The decline in heart transplantation in the UKBMJ 2011; 342 doi: http://dx.doi.org/10.1136/bmj.d2483 (Published 05 May 2011) Cite this as: BMJ 2011;342:d2483
- Guy A MacGowan, consultant cardiologist with major interest in heart failure1,
- Gareth Parry, consultant physician2,
- Stephan Schueler, consultant cardiothoracic surgeon3,
- Asif Hasan, consultant paediatric cardiothoracic surgeon3
- 1Department of Cardiology, Freeman Hospital, Newcastle upon Tyne NE7 7DN, UK
- 2Department of Cardiothoracic Transplantation, Freeman Hospital
- 3Departments of Cardiothoracic Surgery and Transplantation, Freeman Hospital
Heart transplants have offered a second chance of life for patients with advanced heart failure who fail to respond to optimal medical treatment and other treatments for more than 30 years in the United Kingdom. These people form a very small proportion (about 200) of the total number of people in the UK with heart failure (estimated at 750 000 currently). In patients with refractory heart failure who are relatively free of comorbidities, transplantation is seen as a final treatment option by clinicians who regularly treat heart failure.

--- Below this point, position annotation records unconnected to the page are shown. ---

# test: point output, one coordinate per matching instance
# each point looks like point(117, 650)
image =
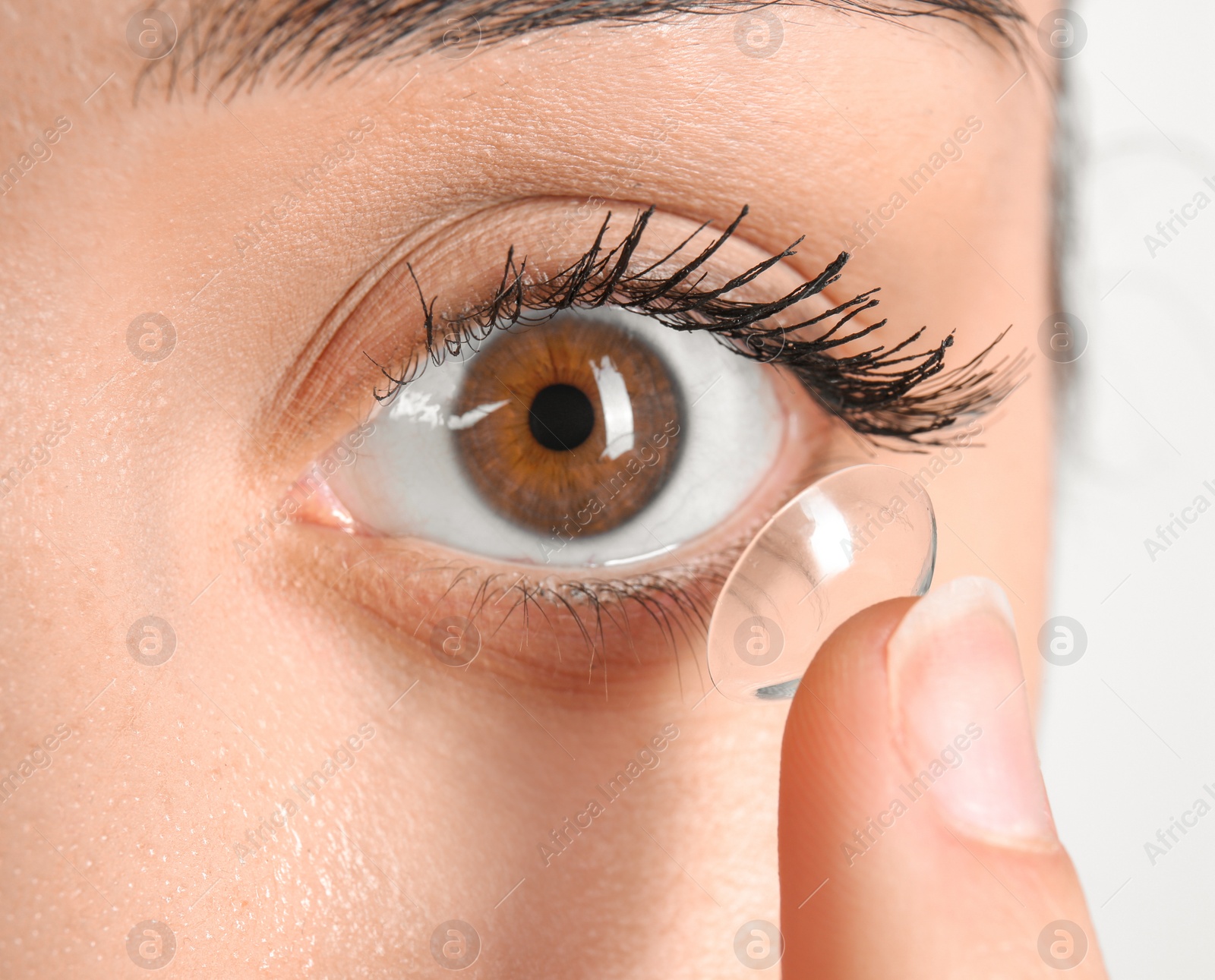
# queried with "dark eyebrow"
point(240, 42)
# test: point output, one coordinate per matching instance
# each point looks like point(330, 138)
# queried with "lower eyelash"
point(680, 603)
point(881, 394)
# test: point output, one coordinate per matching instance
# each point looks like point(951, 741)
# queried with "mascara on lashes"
point(881, 392)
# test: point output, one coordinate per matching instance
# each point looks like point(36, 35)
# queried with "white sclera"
point(857, 537)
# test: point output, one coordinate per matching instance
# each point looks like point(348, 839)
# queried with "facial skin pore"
point(245, 222)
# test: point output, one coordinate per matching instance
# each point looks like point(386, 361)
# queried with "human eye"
point(603, 433)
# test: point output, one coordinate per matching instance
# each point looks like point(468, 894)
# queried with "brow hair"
point(242, 40)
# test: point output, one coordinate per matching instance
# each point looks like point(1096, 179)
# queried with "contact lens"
point(857, 537)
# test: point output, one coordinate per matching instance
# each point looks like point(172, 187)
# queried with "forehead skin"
point(139, 209)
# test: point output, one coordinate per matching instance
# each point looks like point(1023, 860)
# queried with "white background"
point(1128, 734)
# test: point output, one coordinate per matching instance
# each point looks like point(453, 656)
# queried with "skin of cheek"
point(459, 786)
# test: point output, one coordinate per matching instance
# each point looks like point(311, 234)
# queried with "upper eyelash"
point(881, 392)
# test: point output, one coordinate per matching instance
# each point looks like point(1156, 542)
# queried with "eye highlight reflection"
point(593, 439)
point(564, 408)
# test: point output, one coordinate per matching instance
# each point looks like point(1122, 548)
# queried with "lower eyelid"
point(544, 631)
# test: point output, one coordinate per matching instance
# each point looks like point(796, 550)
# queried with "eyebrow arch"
point(241, 42)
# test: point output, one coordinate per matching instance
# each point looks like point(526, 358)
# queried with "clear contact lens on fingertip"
point(857, 537)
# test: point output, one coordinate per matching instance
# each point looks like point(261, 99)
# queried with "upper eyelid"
point(881, 394)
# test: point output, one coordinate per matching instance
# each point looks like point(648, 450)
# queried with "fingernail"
point(961, 714)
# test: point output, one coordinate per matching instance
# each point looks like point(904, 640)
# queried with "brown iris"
point(570, 427)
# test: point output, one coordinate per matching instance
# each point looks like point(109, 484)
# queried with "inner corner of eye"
point(595, 437)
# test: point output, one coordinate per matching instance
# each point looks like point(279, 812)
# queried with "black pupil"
point(562, 417)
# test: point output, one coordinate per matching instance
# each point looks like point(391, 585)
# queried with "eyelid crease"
point(882, 394)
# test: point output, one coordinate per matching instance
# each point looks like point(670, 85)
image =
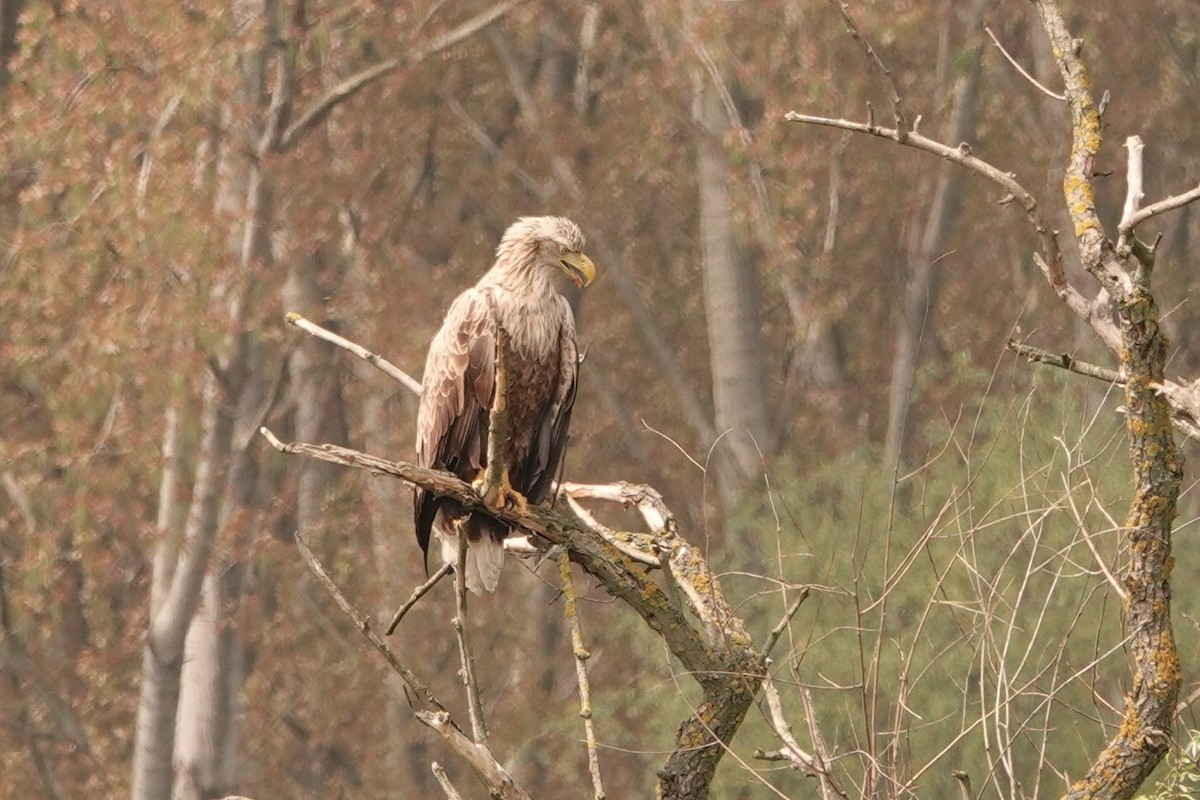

Survival at 10 years after transplantation is about 50%,1 and this is far better than for patients with advanced heart failure, whose survival is often less than 50% at one year.2 However, despite the announcement of a record high number of UK donors available for organ transplants (which includes all organs, not just hearts), heart donation continues to decline.3 Heart transplant rates (separated from rates for other organs) have consistently declined over the past 10 years, with a 46% reduction in that time period. Furthermore, this problem seems particular to the UK (figure⇓).